Bağış Yap
19 Haziran 2013 Çarşamba
AHMED BİN OSMAN ŞERNUBİ
AHMED BİN OSMAN ŞERNUBİ
On altıncı yüzyılda yaşayan evliyâdan. İsmi Ahmed bin Osman'dır. Künyesi Ebü'l-Abbâs,
lakâbı Şihâbüddîn'dir. Nesebi hazret-i Ali'ye ulaşır. Tarîkat silsilesi ise Şeyh Muhammed
Şehâdî vâsıtasıyla Seyyid İbrâhim Burhâneddîn Düsûkî'ye dayanır. Mısır'ın Şernûb
kasabasında doğduğu için Şernûbî nisbesiyle bilinir. Doğum ve vefât târihleri
bilinmemektedir. Antalya civârında bir yerde vefât etti. Orada defnedildi.

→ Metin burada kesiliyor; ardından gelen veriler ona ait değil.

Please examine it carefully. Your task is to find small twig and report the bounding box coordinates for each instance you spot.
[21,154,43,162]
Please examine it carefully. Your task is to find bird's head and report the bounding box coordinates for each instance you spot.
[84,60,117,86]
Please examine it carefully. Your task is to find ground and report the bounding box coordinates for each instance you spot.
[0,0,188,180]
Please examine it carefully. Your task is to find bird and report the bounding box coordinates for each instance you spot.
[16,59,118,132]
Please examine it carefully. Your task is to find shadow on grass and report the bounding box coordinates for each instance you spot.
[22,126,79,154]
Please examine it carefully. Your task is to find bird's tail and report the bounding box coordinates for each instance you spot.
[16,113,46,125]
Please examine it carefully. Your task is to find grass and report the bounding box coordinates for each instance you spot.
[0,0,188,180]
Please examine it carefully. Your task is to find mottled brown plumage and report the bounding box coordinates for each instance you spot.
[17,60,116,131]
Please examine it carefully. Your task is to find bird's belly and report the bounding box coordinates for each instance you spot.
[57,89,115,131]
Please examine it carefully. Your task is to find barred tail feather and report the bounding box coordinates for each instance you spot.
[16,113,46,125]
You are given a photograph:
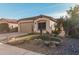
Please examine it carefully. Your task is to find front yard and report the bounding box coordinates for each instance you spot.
[2,34,79,55]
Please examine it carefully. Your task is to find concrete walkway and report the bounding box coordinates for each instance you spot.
[0,43,42,55]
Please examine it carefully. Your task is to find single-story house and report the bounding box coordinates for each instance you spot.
[18,15,56,33]
[0,18,18,29]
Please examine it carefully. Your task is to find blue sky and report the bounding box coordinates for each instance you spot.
[0,3,75,19]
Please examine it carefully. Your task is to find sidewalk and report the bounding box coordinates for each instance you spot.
[0,43,42,55]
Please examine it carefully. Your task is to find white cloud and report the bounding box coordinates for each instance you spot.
[48,11,67,18]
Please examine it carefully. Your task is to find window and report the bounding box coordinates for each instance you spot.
[38,22,46,30]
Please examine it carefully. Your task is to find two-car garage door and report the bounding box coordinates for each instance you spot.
[20,22,33,33]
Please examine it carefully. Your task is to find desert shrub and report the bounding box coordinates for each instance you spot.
[50,37,61,42]
[10,27,18,32]
[0,23,10,32]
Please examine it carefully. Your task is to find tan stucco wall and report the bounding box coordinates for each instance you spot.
[18,20,33,33]
[18,17,55,33]
[34,18,51,33]
[50,20,56,30]
[8,23,18,29]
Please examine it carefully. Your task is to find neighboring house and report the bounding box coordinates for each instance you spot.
[0,18,18,29]
[18,15,56,33]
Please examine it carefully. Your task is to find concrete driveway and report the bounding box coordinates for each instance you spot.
[0,43,41,55]
[0,32,27,41]
[0,32,41,55]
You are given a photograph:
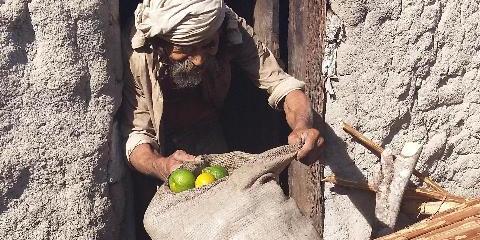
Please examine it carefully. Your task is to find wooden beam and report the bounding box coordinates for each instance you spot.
[253,0,280,60]
[288,0,326,234]
[378,199,480,240]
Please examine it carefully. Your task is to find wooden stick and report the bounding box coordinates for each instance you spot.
[375,142,423,236]
[342,122,447,193]
[402,200,460,215]
[322,175,466,203]
[378,199,480,240]
[415,216,480,239]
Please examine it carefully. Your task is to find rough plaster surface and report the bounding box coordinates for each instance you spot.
[324,0,480,239]
[0,0,121,239]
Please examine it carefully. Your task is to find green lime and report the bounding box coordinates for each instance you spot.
[195,173,215,188]
[202,165,228,180]
[168,168,195,193]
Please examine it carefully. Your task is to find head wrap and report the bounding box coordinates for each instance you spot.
[132,0,226,49]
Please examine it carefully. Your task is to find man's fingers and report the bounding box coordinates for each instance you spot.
[173,150,195,162]
[288,133,302,145]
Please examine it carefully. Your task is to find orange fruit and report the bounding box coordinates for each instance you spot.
[202,165,228,180]
[195,172,215,188]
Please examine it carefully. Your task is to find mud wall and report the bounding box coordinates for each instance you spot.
[324,0,480,239]
[0,0,122,239]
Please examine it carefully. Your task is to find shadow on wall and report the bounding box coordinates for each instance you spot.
[322,124,375,232]
[0,168,31,214]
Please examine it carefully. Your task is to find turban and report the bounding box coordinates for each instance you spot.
[132,0,226,49]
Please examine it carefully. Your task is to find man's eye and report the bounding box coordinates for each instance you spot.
[203,40,216,48]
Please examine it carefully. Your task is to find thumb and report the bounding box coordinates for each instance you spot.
[173,150,196,162]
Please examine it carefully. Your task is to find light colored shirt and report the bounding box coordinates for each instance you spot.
[120,14,305,161]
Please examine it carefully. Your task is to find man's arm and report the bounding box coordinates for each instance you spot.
[283,90,323,159]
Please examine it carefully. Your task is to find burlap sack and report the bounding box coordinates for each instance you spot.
[143,146,320,240]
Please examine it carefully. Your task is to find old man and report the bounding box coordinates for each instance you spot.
[122,0,323,189]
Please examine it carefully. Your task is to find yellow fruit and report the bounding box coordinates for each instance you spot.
[202,165,228,180]
[168,168,195,193]
[195,173,215,188]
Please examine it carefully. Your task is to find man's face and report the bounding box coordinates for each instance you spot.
[165,32,219,89]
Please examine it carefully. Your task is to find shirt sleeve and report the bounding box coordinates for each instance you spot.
[232,18,305,109]
[121,52,160,162]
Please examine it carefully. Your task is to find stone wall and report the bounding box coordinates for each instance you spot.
[0,0,122,239]
[324,0,480,239]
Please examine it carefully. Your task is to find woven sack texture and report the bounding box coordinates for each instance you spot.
[144,143,320,240]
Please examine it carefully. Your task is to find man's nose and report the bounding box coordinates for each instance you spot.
[190,54,206,66]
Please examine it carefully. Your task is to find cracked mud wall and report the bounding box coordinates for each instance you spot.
[324,0,480,239]
[0,0,122,239]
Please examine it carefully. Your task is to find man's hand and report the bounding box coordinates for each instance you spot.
[153,150,195,181]
[283,90,324,162]
[288,128,324,159]
[130,143,195,181]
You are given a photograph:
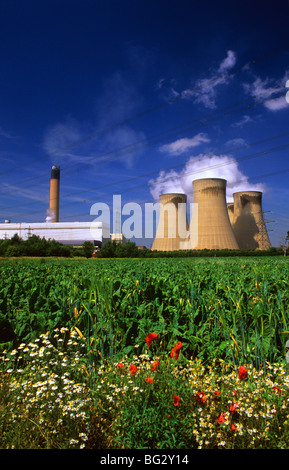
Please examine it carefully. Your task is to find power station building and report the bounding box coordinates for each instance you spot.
[152,178,271,251]
[0,166,110,246]
[0,166,271,251]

Şernûb'da doğup büyüyen Ahmed bin Osman hazretleri, yedi yaşında koyunları otlatırken,
ilâhî bir cezbeye kapıldı. İçine Allahü teâlânın aşkı düşüp gece-gündüz ibâdetle meşgûl
olmaya başladı. Annesinin vefâtından sonra Mekke-i mükerremeye gitti. Yedi yıl orada kalıp
âlimlerle velîlerin ilim meclislerinde ve sohbetlerinde bulundu. Hac ibâdetini îfâ edip, sevgili
Peygamberimizin kabr-i şerîfini ziyâret etti. Yedi sene müddetle Mekke'de kaldı. Sonra 1538
(H.945) senesinde memleketi olan Şernûb'a döndü. Demenhûr'a giderek ibâdetle meşgûl oldu.
Bir gece rüyâsında Peygamber efendimizi gördü. Peygamber efendimiz ona; "Ey Ahmed!
İstanbul'da Şeyh Nûreddîn'e git, ondan tasavvuf ilmini öğren. Zîrâ kendisi bu zamanda
âriflerin reisidir." buyurdu. Bu emir üzerine İstanbul'a giden Ahmed bin Osman Şernûbî
hazretleri Şeyh Nûreddîn'in huzûruna vardı. Evliyâ bir zât olan Şeyh Nûreddîn onu görünce;
"Merhaba ey Peygamber efendimizin emri ile gelen kimse! Merhaba ey derviş oğlu derviş!"
buyurdu.
Şeyh Nûreddîn'in iltifât ve ihsânlarına kavuşan Ahmed bin Osman Şernûbî ona talebe oldu.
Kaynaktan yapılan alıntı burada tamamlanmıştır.